A 25-Year Retrospective on Mammalian Cell Culture

Published on: 
BioPharm International, BioPharm International-02-01-2012, Volume 25, Issue 2

This month, we revisit "Industrial-Scale Mammalian Cell Culture, Part I: Bioreactor Design Considerations."

Twenty-five years ago, as today, selection of the bioreactor used for large-scale cell culture was a key component of the success of the production process (1). Kim L. Nelson, PhD, the orginal author of the paper, now director of strategic consulting at CRB Consulting Engineers talks to BioPharm International about bioreactor design for large-scale mammalian cell culture.

BioPharm: In 1988, the size limits for suspension mammalian-cell culture ranged from 8000–10,000 L. Is that still the case?

Nelson: Much has changed in the last 25 years, and the upper limits of mammalian cell-culture suspension bioreactors have increased dramatically. Currently, the largest bioreactors are 25,000 L for suspension cell culture, and around 5,000 L for microcarrier cell culture. It's ironic, however, the increasing titers being achieved in cell culture today may actually make these scale systems unnecessary. The required scale of bioreactors necessary to meet market demands are coming down, in some cases to the point where single-use bioreactors are feasible for commercial products (2).


BioPharm: Given the evolution of production-grade cell lines, is genetic stability still the most important determinant of scale-up potential?
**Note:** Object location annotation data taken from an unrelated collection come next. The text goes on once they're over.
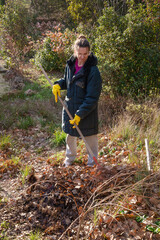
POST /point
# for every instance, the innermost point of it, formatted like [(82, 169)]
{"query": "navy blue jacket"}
[(83, 91)]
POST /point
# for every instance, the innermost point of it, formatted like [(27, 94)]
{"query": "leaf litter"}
[(118, 201)]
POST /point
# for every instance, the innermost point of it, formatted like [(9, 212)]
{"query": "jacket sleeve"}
[(62, 82), (93, 90)]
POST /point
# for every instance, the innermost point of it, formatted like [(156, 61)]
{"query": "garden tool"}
[(71, 118)]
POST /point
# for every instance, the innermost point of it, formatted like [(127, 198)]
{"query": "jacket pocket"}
[(80, 91)]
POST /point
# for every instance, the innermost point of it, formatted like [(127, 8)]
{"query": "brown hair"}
[(81, 41)]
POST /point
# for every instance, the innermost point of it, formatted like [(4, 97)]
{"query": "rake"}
[(70, 116)]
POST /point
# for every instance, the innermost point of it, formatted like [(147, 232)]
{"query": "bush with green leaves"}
[(16, 31), (54, 50), (127, 49)]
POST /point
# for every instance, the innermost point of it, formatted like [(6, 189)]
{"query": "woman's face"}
[(82, 54)]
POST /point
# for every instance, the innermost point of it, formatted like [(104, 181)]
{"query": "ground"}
[(105, 202), (41, 199)]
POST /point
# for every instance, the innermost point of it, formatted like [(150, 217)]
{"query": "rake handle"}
[(70, 116)]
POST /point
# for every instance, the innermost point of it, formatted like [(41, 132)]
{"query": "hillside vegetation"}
[(39, 198)]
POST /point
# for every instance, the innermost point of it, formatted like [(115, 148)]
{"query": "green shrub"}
[(54, 50), (17, 29), (127, 48)]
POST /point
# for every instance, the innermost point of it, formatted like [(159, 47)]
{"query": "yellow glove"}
[(56, 91), (76, 120)]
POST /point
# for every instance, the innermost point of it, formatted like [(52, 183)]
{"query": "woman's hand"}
[(76, 120), (56, 91)]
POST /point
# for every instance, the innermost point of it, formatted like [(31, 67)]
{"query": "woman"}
[(83, 83)]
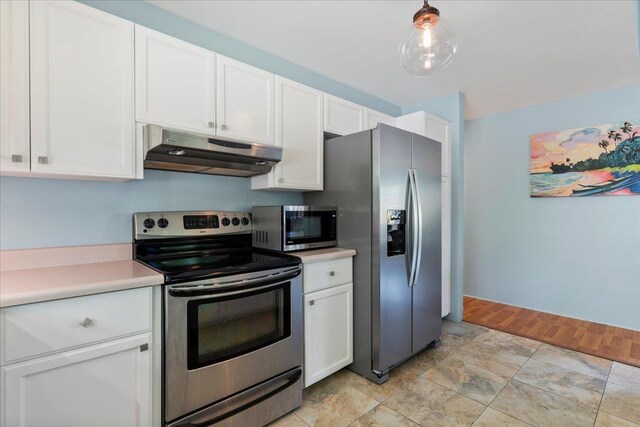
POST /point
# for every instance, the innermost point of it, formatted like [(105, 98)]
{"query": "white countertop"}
[(35, 280), (327, 254)]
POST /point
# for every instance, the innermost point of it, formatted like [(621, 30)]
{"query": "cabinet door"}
[(328, 332), (373, 117), (245, 104), (103, 385), (14, 87), (81, 91), (299, 133), (439, 130), (341, 116), (175, 82)]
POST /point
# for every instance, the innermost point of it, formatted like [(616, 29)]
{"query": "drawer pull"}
[(86, 322)]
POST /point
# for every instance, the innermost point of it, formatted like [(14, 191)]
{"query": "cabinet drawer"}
[(322, 275), (36, 329)]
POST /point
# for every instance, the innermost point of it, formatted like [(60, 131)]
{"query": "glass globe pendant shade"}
[(431, 45)]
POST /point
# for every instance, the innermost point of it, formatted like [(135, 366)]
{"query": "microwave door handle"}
[(250, 285), (414, 227), (419, 224)]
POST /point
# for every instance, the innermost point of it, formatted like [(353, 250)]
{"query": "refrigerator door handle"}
[(419, 227), (414, 227)]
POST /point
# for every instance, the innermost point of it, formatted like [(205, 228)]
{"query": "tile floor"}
[(480, 377)]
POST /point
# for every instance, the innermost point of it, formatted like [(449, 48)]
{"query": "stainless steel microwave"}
[(293, 228)]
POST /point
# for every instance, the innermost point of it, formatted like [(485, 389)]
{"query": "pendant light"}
[(431, 45)]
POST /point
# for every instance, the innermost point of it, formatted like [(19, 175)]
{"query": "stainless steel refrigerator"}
[(386, 183)]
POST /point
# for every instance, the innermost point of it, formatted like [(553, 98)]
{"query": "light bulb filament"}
[(426, 37)]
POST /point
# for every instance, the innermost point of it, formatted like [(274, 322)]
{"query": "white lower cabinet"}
[(96, 367), (328, 318), (328, 332), (103, 385)]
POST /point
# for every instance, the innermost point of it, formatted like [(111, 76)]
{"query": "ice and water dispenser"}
[(396, 220)]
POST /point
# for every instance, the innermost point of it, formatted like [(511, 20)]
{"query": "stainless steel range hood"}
[(168, 149)]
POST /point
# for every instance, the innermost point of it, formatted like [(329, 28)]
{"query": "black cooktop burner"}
[(185, 259)]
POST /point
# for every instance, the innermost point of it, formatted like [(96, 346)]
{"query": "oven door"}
[(226, 335), (306, 227)]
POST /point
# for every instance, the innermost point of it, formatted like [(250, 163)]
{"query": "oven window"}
[(226, 327), (308, 226)]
Nelson: Genetic stability is still paramount in a production cell line. If the cell line is unstable, it is unsuitable for large-scale culture and GMP production. Metabolic potential, however, is also now a key requirement for production cell lines. Understanding a cell line's metabolism and nutrient demands helps achieve successful commercial-scale production.. The fed-batch processes used today are quite sophisticated in their feeding strategies, and have produced phenomenal results (2). Such productivity has been achieved by numerous companies, and once developed, can often be rapidly re-optimized for subsequent projects that use the same host cell line.

BioPharm: Is a stirred-tank bioreactor still the most common choice for a large-scale bioreactor?

Nelson: Yes, stirred-tank bioreactors are still the mainstay of cell-culture based biopharmaceutical production. There are also a variety of other, specialized, bioreactors that have been marketed over the years, a number of which are intended for adherent cells and vaccine production. The traditional stainless-steel bioreactor designs offered by the equipment suppliers have been standardized, with a menu of options such as different impellers, or sparging systems. Even specialized (and effective) perfusion systems are being marketed that allow very sizable perfusion bioreactor systems. The industry is increasingly turning toward single-use bioreactors. In this area we are seeing an explosion of novel bioreactor designs each trying to gain a foothold in this market. Again, the stirred-tank bioreactor is emerging as the single-use system of choice for larger volume commercial production.


1. K.L. Nelson, BioPharm. Int. 1 (2), 42–46 (1988).

2. J. P. Smelko et al., Biotechnol. Prog. 27 (5), 1358–1364 (2011).